I blogged about some aspects of this issue from a different perspective recently, where I suggested that the least we should expect from our community is that it provide for Maslow’s levels one and two; we also have a need for Maslow’s level three, love and belonging. It is, to me, fundamentally wrong that we regard ourselves as primarily individuals without responsibilities to each other; “No man is an island, Entire of itself, Every man is a piece of the continent, A part of the main” as John Donne memorably wrote.
Indeed, the Bible from very early times talks about the tribe, the people, the children, the group, the disciples, the Church.
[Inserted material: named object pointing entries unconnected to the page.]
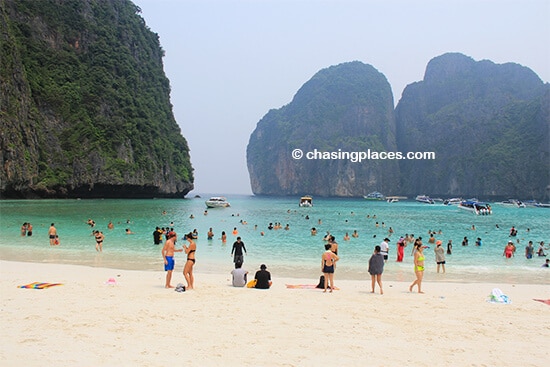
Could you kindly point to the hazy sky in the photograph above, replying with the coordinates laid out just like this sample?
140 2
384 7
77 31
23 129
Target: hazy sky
230 61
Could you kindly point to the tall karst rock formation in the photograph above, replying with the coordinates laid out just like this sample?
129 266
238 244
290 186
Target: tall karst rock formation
85 105
344 108
487 123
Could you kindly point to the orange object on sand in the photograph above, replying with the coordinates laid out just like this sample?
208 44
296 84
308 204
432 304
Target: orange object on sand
38 285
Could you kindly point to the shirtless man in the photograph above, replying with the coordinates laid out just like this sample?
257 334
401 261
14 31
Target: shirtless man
52 232
168 256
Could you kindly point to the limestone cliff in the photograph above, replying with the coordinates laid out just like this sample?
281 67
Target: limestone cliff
344 108
84 104
487 123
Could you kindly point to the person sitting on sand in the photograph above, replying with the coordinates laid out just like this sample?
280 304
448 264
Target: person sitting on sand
263 278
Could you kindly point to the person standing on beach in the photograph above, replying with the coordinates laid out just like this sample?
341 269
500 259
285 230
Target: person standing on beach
239 275
99 237
450 247
376 268
385 248
237 251
156 236
418 267
529 250
401 244
439 256
333 244
52 232
168 256
540 251
190 263
509 250
328 261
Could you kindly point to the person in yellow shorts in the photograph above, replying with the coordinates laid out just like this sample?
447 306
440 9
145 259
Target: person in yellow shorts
418 267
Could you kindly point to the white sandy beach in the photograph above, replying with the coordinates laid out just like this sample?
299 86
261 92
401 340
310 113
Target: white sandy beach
86 322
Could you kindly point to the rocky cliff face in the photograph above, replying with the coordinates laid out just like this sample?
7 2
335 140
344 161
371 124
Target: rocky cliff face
345 108
84 104
488 125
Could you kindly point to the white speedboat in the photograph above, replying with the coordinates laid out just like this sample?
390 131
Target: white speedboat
217 202
512 202
476 207
392 199
453 201
424 199
306 201
375 195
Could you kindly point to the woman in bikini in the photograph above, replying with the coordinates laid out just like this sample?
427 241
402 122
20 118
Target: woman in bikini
188 268
418 266
328 261
99 237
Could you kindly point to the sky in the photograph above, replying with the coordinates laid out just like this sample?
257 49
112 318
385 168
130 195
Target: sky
230 61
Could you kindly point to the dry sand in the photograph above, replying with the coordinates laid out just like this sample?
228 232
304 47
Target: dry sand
137 322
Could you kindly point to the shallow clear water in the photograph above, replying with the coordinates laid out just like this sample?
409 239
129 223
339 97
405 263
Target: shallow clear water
290 253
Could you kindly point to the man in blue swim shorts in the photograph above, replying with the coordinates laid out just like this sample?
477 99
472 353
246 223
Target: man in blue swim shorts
168 256
169 265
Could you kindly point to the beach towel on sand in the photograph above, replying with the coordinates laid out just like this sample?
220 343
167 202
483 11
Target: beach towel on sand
38 285
497 296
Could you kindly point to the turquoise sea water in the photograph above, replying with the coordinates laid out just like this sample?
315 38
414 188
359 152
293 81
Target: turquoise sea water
289 253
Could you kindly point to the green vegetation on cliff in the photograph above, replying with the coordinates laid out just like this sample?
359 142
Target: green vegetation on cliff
488 125
86 103
347 107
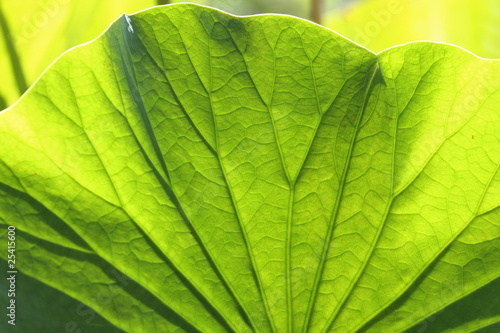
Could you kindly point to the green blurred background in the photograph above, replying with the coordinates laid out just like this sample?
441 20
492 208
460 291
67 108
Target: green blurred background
35 32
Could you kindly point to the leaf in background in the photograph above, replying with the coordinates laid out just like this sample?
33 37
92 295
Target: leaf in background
257 173
380 24
42 29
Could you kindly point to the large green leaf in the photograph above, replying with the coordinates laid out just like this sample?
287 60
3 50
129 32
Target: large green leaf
190 170
40 30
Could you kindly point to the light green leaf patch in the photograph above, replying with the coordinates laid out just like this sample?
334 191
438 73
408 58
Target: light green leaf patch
214 173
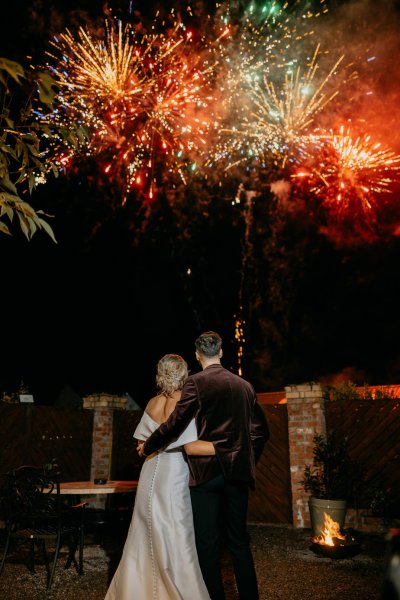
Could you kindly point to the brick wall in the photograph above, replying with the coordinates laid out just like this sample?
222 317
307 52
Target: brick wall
306 405
102 438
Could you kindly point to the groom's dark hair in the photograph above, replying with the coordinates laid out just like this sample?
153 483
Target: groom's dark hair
208 343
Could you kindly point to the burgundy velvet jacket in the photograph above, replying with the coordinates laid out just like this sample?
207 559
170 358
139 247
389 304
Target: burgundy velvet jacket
228 415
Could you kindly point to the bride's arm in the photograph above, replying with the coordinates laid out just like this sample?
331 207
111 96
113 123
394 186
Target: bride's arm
199 448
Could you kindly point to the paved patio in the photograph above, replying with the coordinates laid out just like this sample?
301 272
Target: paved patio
286 566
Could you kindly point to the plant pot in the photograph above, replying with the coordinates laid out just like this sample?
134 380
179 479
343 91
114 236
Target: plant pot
336 509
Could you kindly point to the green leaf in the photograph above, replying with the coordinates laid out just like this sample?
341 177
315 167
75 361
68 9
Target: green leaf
4 228
47 229
8 185
24 225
Not much about the individual, and even there, I think that should be read against the background of an assumption that the listeners and readers understood that they were a people of God, not individuals of God.
This has been a lesson which I have learned only with huge difficulty; I’m an introvert and have always suffered from some social anxiety (and now have a fully fledged anxiety disorder), so groups of people are not my favorite location; I’m a solitary contemplative in terms of my deepest spiritual practice (I seem to have had that foisted on me, not that it was in any way contrary to my nature); I’ve always thought that I should make my own way in the world, reliant on no-one else (such as my parents and their willingness to pay for an extended education); I was born with a decent mind and natural abilities which have made it easy for me to acquire skills in several areas and change direction when one became difficult or impossible to pursue. I should be a natural candidate for thinking that I, as an individual, am the captain of my ship, the master of my fate. However, illness and minor disability has taught me that I am absolutely dependent on others; I would not be here absent a twelve step community which recovers as a group where no individual could recover by themselves, or absent a wife and family. Or absent God.
I suggest that we should confess our dependence, accept it and strive to give effect to the economy of God, in which no person should go unprovided with food, shelter or clothing. Or love.